Light_FirstFloor.members.filter[ light | light.getType != "Group" && !light.getGroupNames.contains("Light_LivingRoom")].forEach[ light | light.sendCommand(0) ]
Light_LivingRoom.sendCommand(30)

The names deviate from the opening post, but note the extra check if the light is a group. This becomes less and less elegant, imagine having multi level groups (as in, more than 2).
Can we extend the syntax of the script language? Or would we have to reimplement the Group class?

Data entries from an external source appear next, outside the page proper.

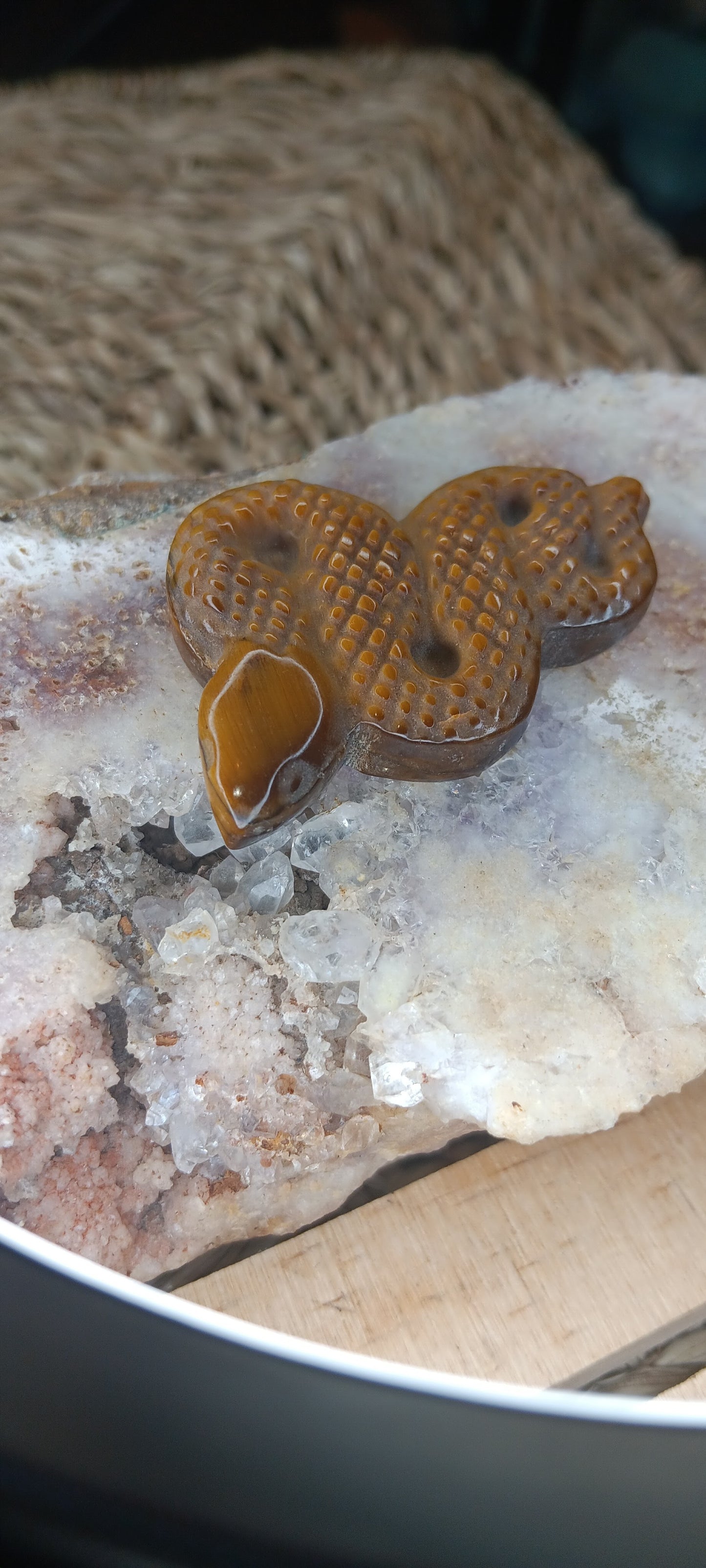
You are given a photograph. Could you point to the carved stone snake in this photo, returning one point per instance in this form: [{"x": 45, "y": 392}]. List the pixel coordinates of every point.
[{"x": 324, "y": 631}]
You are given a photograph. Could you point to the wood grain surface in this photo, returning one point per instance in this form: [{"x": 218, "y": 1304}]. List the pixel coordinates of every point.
[{"x": 523, "y": 1264}]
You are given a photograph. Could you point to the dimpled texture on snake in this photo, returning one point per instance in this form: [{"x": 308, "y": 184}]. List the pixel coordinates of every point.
[{"x": 324, "y": 631}]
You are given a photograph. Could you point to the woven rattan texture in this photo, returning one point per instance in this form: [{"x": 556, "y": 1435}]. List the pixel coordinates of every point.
[{"x": 227, "y": 266}]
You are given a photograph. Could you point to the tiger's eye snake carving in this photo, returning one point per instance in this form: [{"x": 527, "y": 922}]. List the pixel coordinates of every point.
[{"x": 324, "y": 631}]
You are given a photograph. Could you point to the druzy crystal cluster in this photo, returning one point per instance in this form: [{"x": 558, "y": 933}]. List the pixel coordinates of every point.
[{"x": 203, "y": 1046}]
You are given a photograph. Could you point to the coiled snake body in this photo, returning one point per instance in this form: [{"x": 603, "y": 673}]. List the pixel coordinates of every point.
[{"x": 324, "y": 631}]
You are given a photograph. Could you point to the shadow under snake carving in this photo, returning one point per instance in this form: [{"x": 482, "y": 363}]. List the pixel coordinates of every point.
[{"x": 324, "y": 631}]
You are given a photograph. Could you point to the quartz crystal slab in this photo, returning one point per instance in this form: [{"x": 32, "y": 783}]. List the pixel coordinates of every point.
[{"x": 525, "y": 951}]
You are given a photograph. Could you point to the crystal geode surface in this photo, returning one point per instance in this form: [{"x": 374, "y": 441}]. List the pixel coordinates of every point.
[{"x": 198, "y": 1048}]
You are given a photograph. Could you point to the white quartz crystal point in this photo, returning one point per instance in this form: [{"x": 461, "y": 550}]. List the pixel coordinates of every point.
[
  {"x": 330, "y": 944},
  {"x": 259, "y": 849},
  {"x": 314, "y": 838},
  {"x": 227, "y": 876},
  {"x": 195, "y": 937},
  {"x": 153, "y": 916},
  {"x": 267, "y": 886},
  {"x": 198, "y": 829}
]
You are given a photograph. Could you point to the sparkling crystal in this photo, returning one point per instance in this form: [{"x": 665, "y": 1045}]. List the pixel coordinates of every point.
[
  {"x": 330, "y": 944},
  {"x": 195, "y": 937},
  {"x": 267, "y": 886},
  {"x": 259, "y": 849},
  {"x": 203, "y": 896},
  {"x": 227, "y": 876},
  {"x": 153, "y": 916},
  {"x": 313, "y": 842},
  {"x": 198, "y": 829}
]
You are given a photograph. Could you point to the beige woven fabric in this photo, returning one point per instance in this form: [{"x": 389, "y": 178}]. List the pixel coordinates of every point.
[{"x": 225, "y": 266}]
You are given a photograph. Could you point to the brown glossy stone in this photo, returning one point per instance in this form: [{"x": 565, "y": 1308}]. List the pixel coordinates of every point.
[{"x": 324, "y": 629}]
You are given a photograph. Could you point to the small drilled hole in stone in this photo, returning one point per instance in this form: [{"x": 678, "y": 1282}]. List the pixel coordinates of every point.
[
  {"x": 435, "y": 658},
  {"x": 513, "y": 507},
  {"x": 592, "y": 554}
]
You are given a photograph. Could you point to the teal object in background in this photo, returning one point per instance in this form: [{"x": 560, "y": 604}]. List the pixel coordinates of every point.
[{"x": 650, "y": 98}]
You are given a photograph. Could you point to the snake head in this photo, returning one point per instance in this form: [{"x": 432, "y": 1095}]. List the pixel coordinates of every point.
[
  {"x": 267, "y": 739},
  {"x": 324, "y": 628}
]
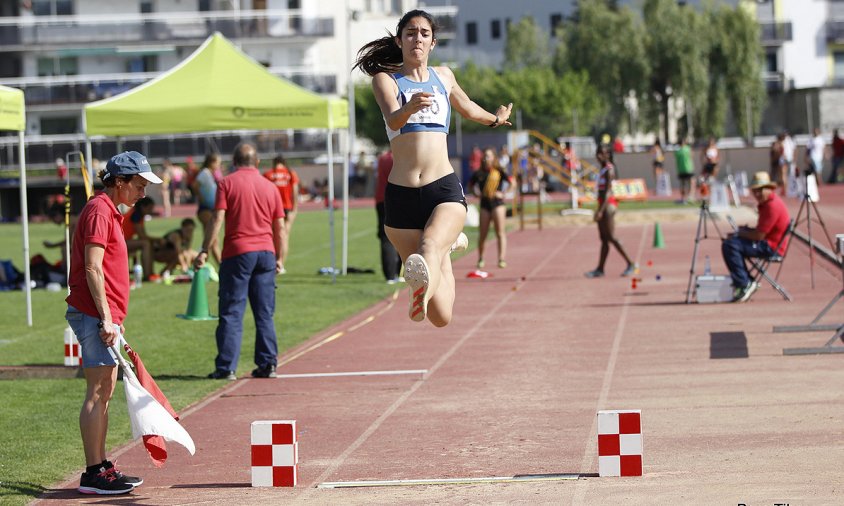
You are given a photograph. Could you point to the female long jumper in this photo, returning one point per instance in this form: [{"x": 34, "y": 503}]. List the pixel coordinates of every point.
[{"x": 424, "y": 201}]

Such that we might be able to do group1.minus(group2) ?

Then you can either avoid such nesting or filter out the groups as a separate filter which would be a little easier to read.

Light_FirstFloor.members.filter[light | !light instanceof GroupItem].filter[light | !light.getGroupNames.contains("tv_lights")].forEach[light | light.sendCommand(OFF)]

But like I said, the language isn’t designed with set theory in mind (few are).

Unlikely. All the maintainers are focusing on the Experimental Rules Engine and I suspect would be unwilling to make changes to the language syntax at this point. Not to mention Kai mentioned before that doing so without breaking everything is exceptional challenging.

It is worth discussion but to be truly useful and consistent with the underlying language you would have to reimplement the core java.lang Collections classes because MyItem.members returns a class of type java.lang.List. This can theoretically be done but it is going to impact a lot more of OH than just the rules.

But it is worth discussion. I’m sure if you opened a feature request issue on the ESH repo you will get some opinions from the maintainers.